As the media fixates on the U.S. response to the June 13 attacks on commercial shipping in the Gulf of Oman, simmering tensions more than 3,700 miles away in the South China Sea may soon come to a boil. On June 12, the Philippine government released a statement on the sinking of an anchored Philippine fishing boat, the FB Gem-ver 1, after it was rammed by a Chinese vessel in a blatant display of aggression in the South China Sea. Both of these events, in the context of an increasing prevalence of hybrid warfare and gray zone tactics in the maritime domain, constitute potential crises capable of disrupting the global economy and escalating into a military conflict. Combined, they form an impending maelstrom that would quickly strain U.S. military capacity and threaten its ability to uphold its security agreements with its allies. In this new security environment, the United States needs substantive reflection of its national security priorities juxtaposed to its standing security commitments.
In hybrid warfare, state and nonstate actors offset conventional military capabilities with a range of irregular tactics to achieve military and political objectives. Within the maritime domain, hybrid warfare and gray zone tactics have complicated the security environment where the United States has become accustomed to operating with impunity. Russia’s implementation of cyber warfare during the annexation of Crimea and China’s use of its commercial fishing fleet to implement its cabbage strategy are both examples of hybrid warfare. The escalation and method of conflict are kept within the unconventional arena to prevent provoking a conventional response from another state.
As the United States navigates its response to this practice by its adversaries and competitors, it must be cognizant of the danger of operational overreach when comparing threats with standing defense commitments. The U.S. Department of Defense’s recent Indo-Pacific Strategy is the latest rhetorical extension of the U.S. rebalancing toward Asia, detailing an extensive agenda of partnership and capacity-building in Southeast Asia to contain a rising China. Though this strategy is predicated on an underlying framework of defense alliances backstopped by U.S. military superiority, it fails to adequately address the spectrum of conflict that fall below the threshold of conventional warfare.

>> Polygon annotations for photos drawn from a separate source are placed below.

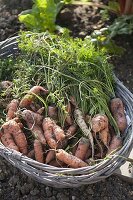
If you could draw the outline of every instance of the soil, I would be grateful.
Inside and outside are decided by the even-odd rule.
[[[17,35],[23,29],[17,18],[21,10],[31,7],[31,1],[0,1],[0,41]],[[28,3],[27,3],[28,2]],[[7,4],[6,4],[7,3]],[[104,26],[98,9],[88,6],[68,6],[62,10],[57,22],[69,28],[75,37],[85,37],[94,29]],[[113,57],[115,74],[133,92],[133,35],[115,38],[126,49],[121,57]],[[117,176],[92,185],[72,189],[55,189],[37,183],[22,174],[0,157],[0,199],[3,200],[133,200],[133,185]]]

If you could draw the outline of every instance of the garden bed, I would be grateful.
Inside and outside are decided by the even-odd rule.
[[[22,25],[17,21],[17,14],[20,8],[15,9],[1,7],[0,40],[16,35]],[[74,12],[73,12],[74,11]],[[90,34],[93,29],[103,27],[99,12],[96,9],[86,6],[68,7],[65,14],[61,14],[58,22],[65,24],[73,31],[74,36],[84,37]],[[93,13],[93,14],[92,14]],[[72,15],[71,15],[72,14]],[[95,14],[95,17],[93,17]],[[71,19],[69,17],[71,16]],[[89,20],[88,20],[89,19]],[[65,21],[65,23],[63,23]],[[112,62],[115,66],[115,73],[124,84],[133,92],[133,35],[117,37],[116,41],[126,51],[122,57],[115,57]],[[83,186],[79,189],[53,189],[51,187],[36,183],[19,170],[12,167],[3,158],[0,160],[0,197],[7,199],[103,199],[103,200],[125,200],[133,199],[133,186],[120,180],[117,177],[110,177],[101,183]]]

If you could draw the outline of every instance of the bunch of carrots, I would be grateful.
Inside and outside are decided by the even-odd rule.
[[[13,99],[6,108],[6,122],[0,129],[0,140],[8,148],[56,167],[80,168],[101,160],[122,147],[105,114],[84,115],[70,97],[66,118],[61,127],[55,105],[36,105],[38,96],[47,97],[42,86],[32,87],[19,101]],[[124,105],[120,98],[110,101],[110,111],[121,134],[127,127]]]

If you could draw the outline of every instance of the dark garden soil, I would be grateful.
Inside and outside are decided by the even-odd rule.
[[[0,41],[17,35],[24,27],[17,20],[21,10],[31,6],[30,1],[10,0],[3,5],[0,0]],[[99,10],[88,6],[69,6],[62,10],[57,22],[69,28],[73,36],[85,37],[94,29],[104,26]],[[119,36],[118,45],[124,47],[121,57],[112,58],[115,73],[133,92],[133,35]],[[1,200],[133,200],[133,185],[116,176],[106,180],[72,189],[54,189],[37,183],[0,158]]]

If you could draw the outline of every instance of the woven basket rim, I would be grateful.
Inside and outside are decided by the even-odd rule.
[[[17,39],[19,36],[9,38],[0,42],[0,58],[7,57],[16,53]],[[122,97],[126,112],[131,121],[133,119],[133,94],[123,85],[123,83],[115,77],[116,95]],[[125,95],[126,94],[126,95]],[[59,168],[48,164],[39,163],[20,152],[5,147],[0,142],[0,155],[12,163],[14,166],[22,170],[25,174],[30,175],[37,181],[54,187],[79,187],[84,184],[91,184],[110,176],[114,170],[122,165],[125,161],[123,157],[127,157],[133,142],[133,123],[130,123],[125,131],[125,139],[123,147],[113,154],[109,159],[93,166],[74,168]],[[121,157],[123,156],[123,157]],[[57,184],[58,185],[55,185]]]

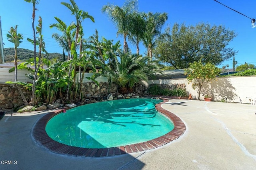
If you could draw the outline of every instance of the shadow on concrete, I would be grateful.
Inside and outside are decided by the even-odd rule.
[[[210,94],[213,100],[214,98],[223,99],[225,101],[234,100],[237,96],[234,92],[235,91],[236,88],[225,78],[218,78],[217,80],[213,80],[210,83],[206,84],[201,90],[203,95]]]
[[[170,99],[169,99],[170,101],[171,100]],[[180,105],[182,106],[187,106],[188,105],[186,105],[184,104],[185,103],[185,102],[169,102],[168,103],[165,103],[164,104],[168,104],[170,106],[176,106],[176,105]]]

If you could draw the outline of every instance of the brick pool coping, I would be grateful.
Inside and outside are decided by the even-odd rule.
[[[99,149],[80,148],[59,143],[48,136],[45,131],[45,127],[48,121],[54,116],[62,113],[62,109],[52,111],[40,119],[32,129],[32,136],[38,144],[54,153],[76,156],[110,156],[153,149],[177,139],[186,130],[185,124],[179,117],[161,107],[162,104],[168,102],[169,100],[164,100],[163,102],[156,104],[156,109],[172,122],[174,125],[174,128],[163,136],[146,142],[118,147]]]

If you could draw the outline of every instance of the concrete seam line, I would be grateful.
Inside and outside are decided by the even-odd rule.
[[[211,116],[211,117],[213,119],[215,119],[217,122],[219,122],[221,124],[221,125],[222,125],[222,127],[223,127],[223,128],[224,128],[226,131],[227,132],[227,133],[228,133],[228,135],[230,137],[232,140],[238,145],[238,146],[240,147],[240,148],[241,148],[241,149],[244,152],[244,154],[246,155],[247,155],[250,157],[251,157],[252,158],[256,160],[256,155],[252,154],[249,152],[249,151],[246,149],[246,148],[244,146],[243,144],[240,143],[238,140],[237,140],[237,139],[236,138],[236,137],[234,137],[233,135],[232,135],[232,133],[231,133],[231,132],[230,132],[230,130],[229,130],[226,126],[226,125],[225,124],[225,123]]]
[[[212,112],[212,111],[211,111],[210,110],[210,109],[209,109],[209,108],[207,107],[207,104],[210,103],[210,102],[206,102],[205,104],[204,104],[204,108],[206,110],[206,111],[207,111],[208,112],[210,113],[212,113],[213,115],[218,115],[217,114],[214,113]]]
[[[131,160],[130,162],[127,163],[126,164],[125,164],[125,165],[123,165],[123,166],[120,167],[120,168],[119,168],[118,170],[121,170],[122,169],[124,169],[124,168],[126,167],[126,166],[127,166],[128,165],[130,165],[130,164],[131,164],[133,162],[134,162],[135,160],[137,160],[137,158],[139,158],[140,157],[142,154],[144,154],[146,152],[146,151],[144,151],[142,153],[141,153],[139,155],[138,155],[138,156],[136,156],[136,157],[135,157],[134,158],[134,159],[133,159],[132,160]]]

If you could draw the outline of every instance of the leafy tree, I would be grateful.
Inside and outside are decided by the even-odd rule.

Alliance networks are only as strong as the relational fabric and underlying security guarantees that connect them together. If the United States becomes involved in another conflict in the Middle East, resources will inevitably be redirected, and the Southeast Asian maritime domain will once again become relegated to a lesser priority. As U.S. allies and partners are well aware of this, it is understandable that they are wary of how seriously the U.S. takes its security commitments. Although U.S. Secretary of State Michael Pompeo’s clarification on the U.S. willingness to uphold Article IV of the U.S.-Philippine Mutual Defense Treaty may have been meant to be an audible warning to China, the United States has been rather silent in the wake of the sinking of the FB Gem-ver 1.
China, Iran, and Russia do not need to be on the same team to understand that compounding chaos in more places means less overall U.S. capacity. For the United States, the first step to fixing this strategic dilemma is admitting it has one. Materiel and political resources are limited, so the United States must critically examine its willingness, and ability to make good on the security commitments it has bound itself to, the cost of such honoring those commitments, and determining what it can realistically support. Otherwise, the best outcome the United States can hope for is a loosely woven defense network waiting for its credibility to be tested under circumstances that may not be on U.S terms.